Référé-provision et conditions d’engagement de la garantie décennale des constructeurs
Par deux décisions rendues le 4 avril 2016, le Conseil d’Etat a eu l’occasion de revenir sur les conditions d’engagement de la responsabilité décennale des constructeurs à la suite de l’exécution d’un marché public de travaux.
Dans chacune des deux affaires, le titulaire du marché s’était fourni auprès de la société Unibéton. À la suite de la survenance de désordres affectant les ouvrages réalisés dans le cadre des marchés, les pouvoirs adjudicateurs avaient alors cherché à obtenir, devant le juge administratif des référés, le versement d’une provision au titre de la réparation des dommages liés à ces désordres.
Or, dans chaque affaire, les juges du fond avaient admis le versement d’une provision à la charge de la société Unibéton. La responsabilité décennale de cette société pouvait être engagée puisque le béton qu’elle avait livré entrait dans la qualification d’élément d’équipement conçu et produit pour satisfaire, en état de service, à des exigences précises et déterminées à l’avance. Il convient effectivement de préciser que l’épaisseur et le dosage du béton fourni par la société Unibéton répondaient aux exigences du cahier des clauses techniques particulières (CCTP) des marchés. Le matériau semblait donc bien susceptible d’entrer sous cette qualification.
C’était toutefois sans compter sur l’approche opérée par la haute juridiction administrative qui annula les deux ordonnances rendues par les juges administratifs des référés.

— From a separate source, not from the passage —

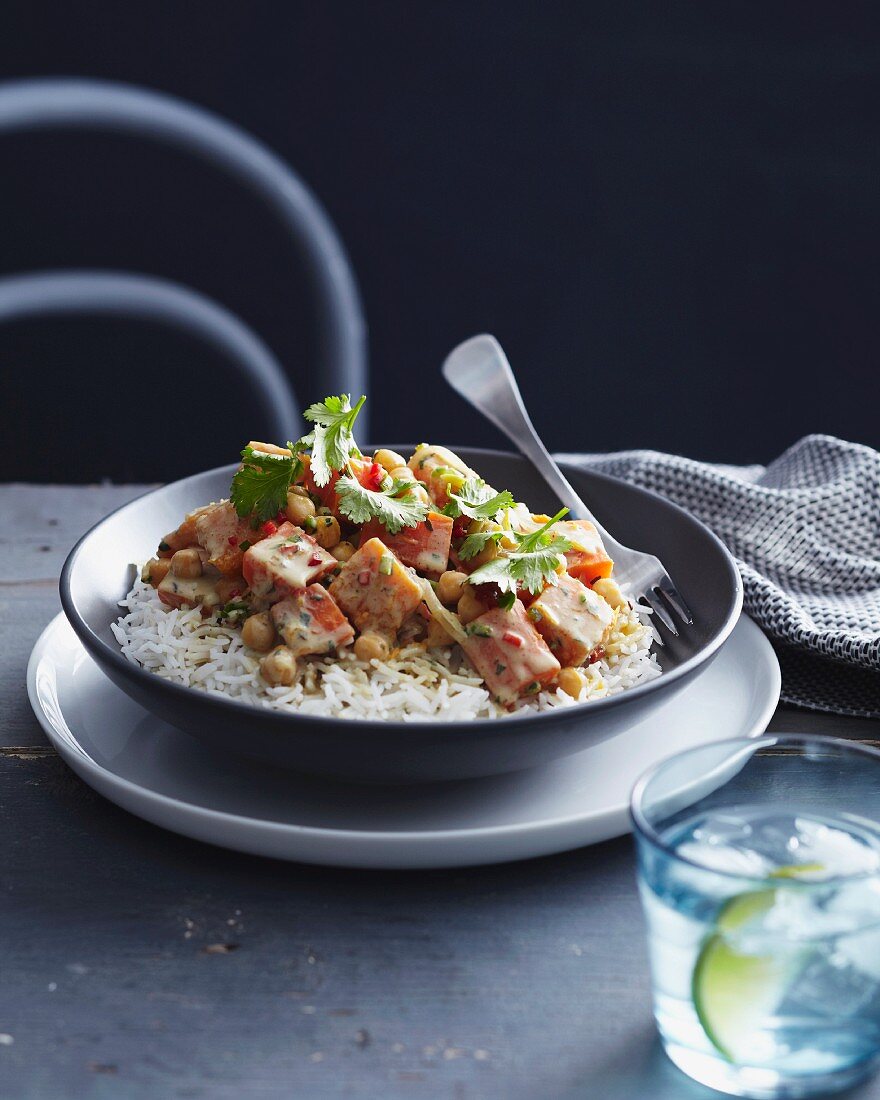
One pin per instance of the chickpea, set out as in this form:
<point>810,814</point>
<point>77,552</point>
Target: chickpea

En effet, la seule circonstance que le dosage et l’épaisseur du béton avaient été définis par le CCTP n’était pas de nature, en l’absence d’autres circonstances et au regard du fait que ce même béton était commercialisé auprès d’autres maîtres d’ouvrage, à faire rentrer un tel produit dans la catégorie d’élément d’équipement conçu et produit pour satisfaire, en état de service, à des exigences précises et déterminées à l’avance. La responsabilité décennale de la société Unibéton ne pouvant être engagée pour ce seul motif, le bien-fondé des provisions accordées aux pouvoirs adjudicateurs n’était donc plus établi.